Chances are, if you've ever heard me talk about feeding my kids, at one time or another you'll have heard me claim that though I usually make what my kids want for breakfast and lunch, one thing I do not do is short order cook for my kids at dinner time. What I make for dinner is what we're having for dinner. Eat it or not, but you're not getting an extra plate of chicken nuggets out of me.
But truth be told, there should be a big old asterisk in a comic book thought bubble above my head every time I trot out that statement. Because on nights when J... is not here, (and those of you that know the comings and goings of this crew know that happens a good chunk of the time), there is an awfully good chance that there is some short order cooking going on around here.
We do have a few meals that J... hardly ever gets to eat, because they are the standard "Daddy's out of town" meals that both easy to prepare, and are appealing to all the kids. Tacos, pizza, brinner and spaghetti with meatballs all fall into this camp.
However, especially in the summer, when we've been outside playing all afternoon, or at the pool or some other place, and we don't have any plans to meet our friends at the Mexican joint down the street, dinner without Daddy starts to look a little more like some poor excuse for a diner. Only with a lot more whining and not even any sub-par tips to tuck in an apron pocket.
Last night, for example, I had two pots on the stove, one with water to boil shell pasta, and the other to simmer a couple of hot dogs. N. and L. had pasta with jarred spaghetti sauce, and O. had his new normal, which is a Skyline Chili knock off hot dog with cheese.
Which left one person in the house to feed. I wish I could just get by with eating a few bites of whatever's left on my kids' plate. Or a bowl of cereal at the kitchen sink. But if and when I skip a meal, soon all the other food in the house will start to look good. Like, even a half a box of Triscuits shoved in the back of the snack cabinet. Or five packs of the animal fruit snacks no one else will eat.

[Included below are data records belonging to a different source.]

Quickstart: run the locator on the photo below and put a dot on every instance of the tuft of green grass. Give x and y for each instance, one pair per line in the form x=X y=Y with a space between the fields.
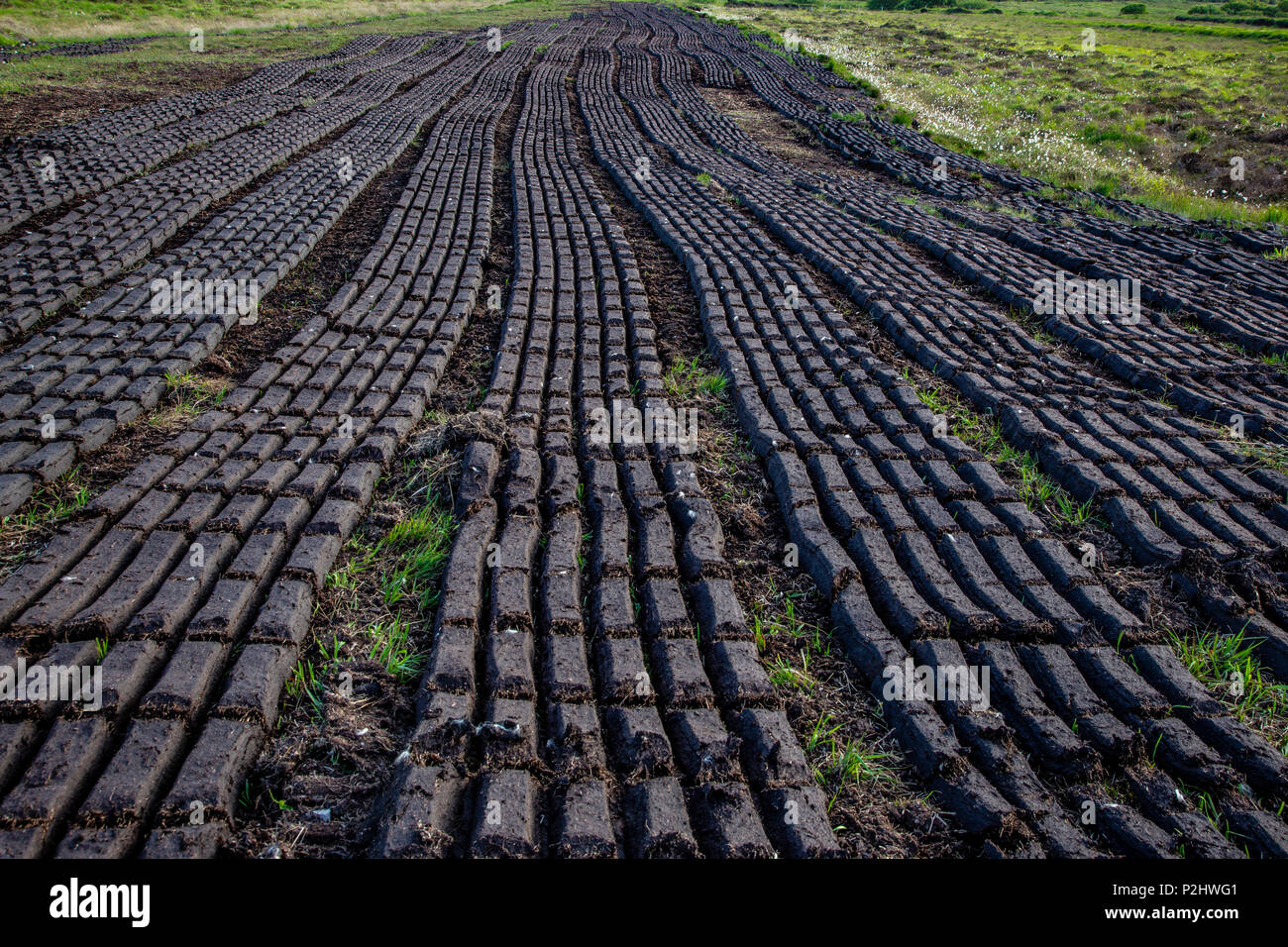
x=840 y=761
x=687 y=379
x=188 y=395
x=391 y=650
x=423 y=543
x=1228 y=665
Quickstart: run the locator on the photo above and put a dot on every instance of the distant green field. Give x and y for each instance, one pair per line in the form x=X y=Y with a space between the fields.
x=1155 y=112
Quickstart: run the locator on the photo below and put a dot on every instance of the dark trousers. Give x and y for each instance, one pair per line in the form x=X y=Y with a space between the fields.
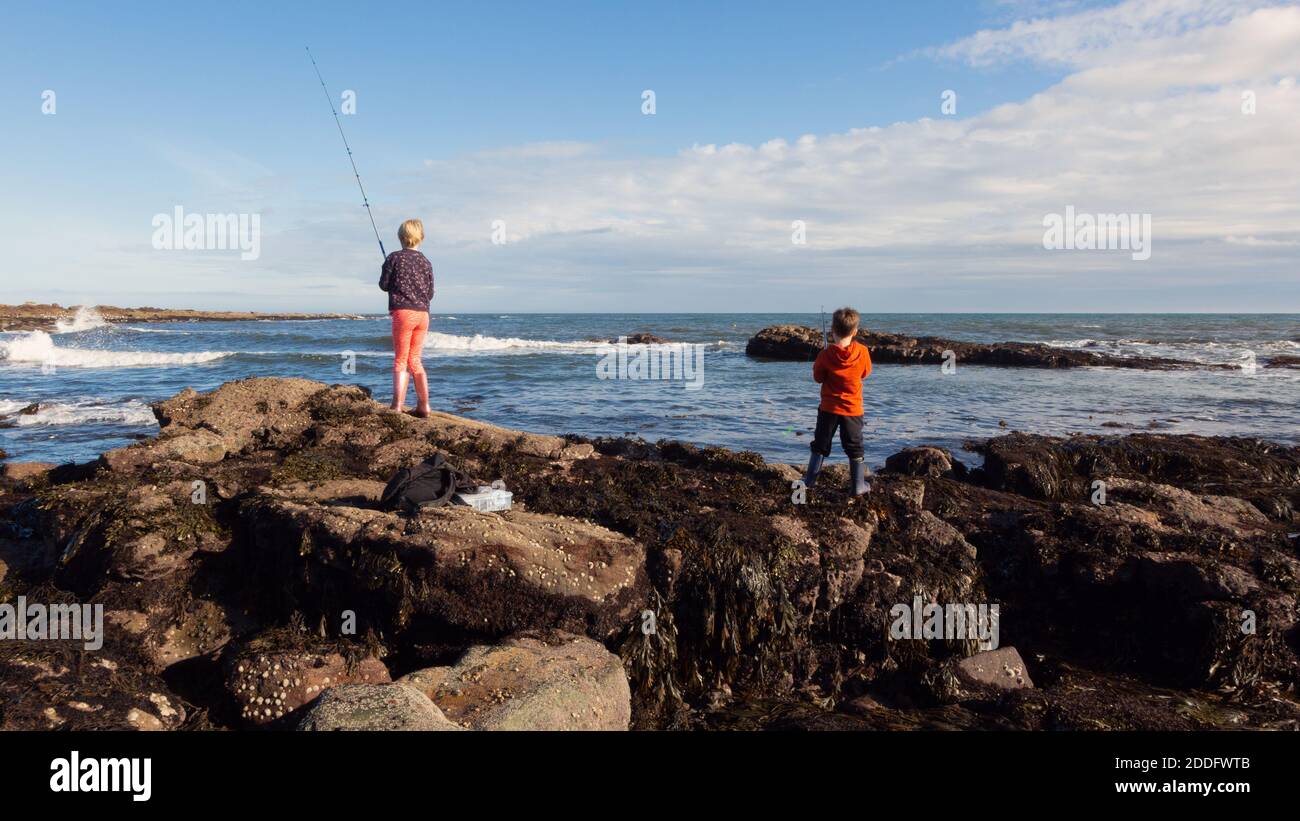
x=850 y=434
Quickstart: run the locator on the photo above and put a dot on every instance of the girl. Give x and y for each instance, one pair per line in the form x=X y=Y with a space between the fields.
x=407 y=276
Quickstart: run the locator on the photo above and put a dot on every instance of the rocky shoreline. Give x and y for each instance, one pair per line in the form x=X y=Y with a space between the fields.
x=43 y=317
x=248 y=580
x=801 y=344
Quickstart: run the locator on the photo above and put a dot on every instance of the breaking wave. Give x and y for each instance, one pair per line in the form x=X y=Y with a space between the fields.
x=39 y=348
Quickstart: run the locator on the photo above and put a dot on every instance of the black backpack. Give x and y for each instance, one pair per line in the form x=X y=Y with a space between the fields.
x=429 y=485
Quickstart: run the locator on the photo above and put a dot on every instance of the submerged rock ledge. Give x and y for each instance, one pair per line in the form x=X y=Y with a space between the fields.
x=800 y=343
x=250 y=581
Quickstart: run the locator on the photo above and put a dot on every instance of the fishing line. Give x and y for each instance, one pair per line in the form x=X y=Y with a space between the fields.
x=355 y=173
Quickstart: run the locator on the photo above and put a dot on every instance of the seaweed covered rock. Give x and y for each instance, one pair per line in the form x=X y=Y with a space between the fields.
x=373 y=707
x=924 y=461
x=1053 y=469
x=551 y=681
x=277 y=672
x=453 y=567
x=59 y=686
x=798 y=343
x=785 y=342
x=1177 y=585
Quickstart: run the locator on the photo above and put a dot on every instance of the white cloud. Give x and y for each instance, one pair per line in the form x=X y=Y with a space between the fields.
x=1148 y=120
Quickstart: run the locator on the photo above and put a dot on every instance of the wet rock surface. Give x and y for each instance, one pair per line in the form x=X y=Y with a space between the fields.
x=375 y=707
x=800 y=343
x=679 y=576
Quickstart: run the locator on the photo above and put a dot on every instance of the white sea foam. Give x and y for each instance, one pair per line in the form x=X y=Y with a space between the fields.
x=479 y=343
x=131 y=412
x=86 y=318
x=39 y=348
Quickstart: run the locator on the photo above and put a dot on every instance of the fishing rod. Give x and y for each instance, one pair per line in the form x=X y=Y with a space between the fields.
x=355 y=173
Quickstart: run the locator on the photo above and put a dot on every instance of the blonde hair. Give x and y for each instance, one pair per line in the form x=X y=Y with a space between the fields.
x=844 y=322
x=411 y=233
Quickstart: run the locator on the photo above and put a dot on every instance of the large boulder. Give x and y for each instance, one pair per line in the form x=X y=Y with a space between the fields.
x=272 y=676
x=489 y=573
x=924 y=461
x=553 y=682
x=57 y=686
x=785 y=342
x=373 y=707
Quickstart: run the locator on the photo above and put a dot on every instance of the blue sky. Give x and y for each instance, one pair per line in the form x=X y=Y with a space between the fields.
x=766 y=114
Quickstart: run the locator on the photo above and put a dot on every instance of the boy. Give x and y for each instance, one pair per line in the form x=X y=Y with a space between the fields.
x=407 y=277
x=840 y=369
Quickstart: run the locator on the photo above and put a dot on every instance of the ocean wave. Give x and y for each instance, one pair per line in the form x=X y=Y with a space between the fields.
x=39 y=348
x=1203 y=351
x=480 y=343
x=86 y=318
x=131 y=412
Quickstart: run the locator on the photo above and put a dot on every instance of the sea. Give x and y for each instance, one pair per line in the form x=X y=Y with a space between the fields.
x=87 y=386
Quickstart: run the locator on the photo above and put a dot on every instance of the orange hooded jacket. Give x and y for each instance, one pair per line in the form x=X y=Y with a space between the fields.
x=840 y=372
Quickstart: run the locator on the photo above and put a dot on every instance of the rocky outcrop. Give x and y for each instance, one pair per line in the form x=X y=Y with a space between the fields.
x=272 y=677
x=646 y=585
x=375 y=707
x=798 y=343
x=546 y=682
x=485 y=573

So, I cook something for myself. Actually, cooking for myself is one of my favorite things to do. I have never really liked cold sandwiches, and I can't convince myself (or my stomach) that a salad is a meal, even at lunch. I often heat up and combine leftovers at lunchtime.
But nights when I'm the only adult around, dinner is often a big pan of whatever vegetable no one else in the house will eat. Roasted Brussels Sprouts. Carmelized carrots. And the summer staple: Sauteed corn and green beans. Add some balsamic vinegar to any of the above, and we are in business.
And here's what they really ate for dinner. The rest of the pan of chocolate chip bars I made to take on a trip with us, and forgot to bring, which I just found in the freezer and defrosted today.
So yes, on nights when our whole family is home, we eat dinner as a family, and we try to all eat the same thing. Or at least we all have the same thing on our plate. What that usually means is that 2 out of 3 children are suddenly no longer in need of calories as soon as they sit down at the table. Then they eat the five bites I mandate, and then wait until the last dish is put in the dishwasher to alert us that really, a granola bar or cheese and crackers must be in their belly immediately.
It's a battle I hope we are winning by increments, but allow myself a little grace on the days we throw up the white flag of surrender to crappy eating once again. At least I get to eat what I want those days, too.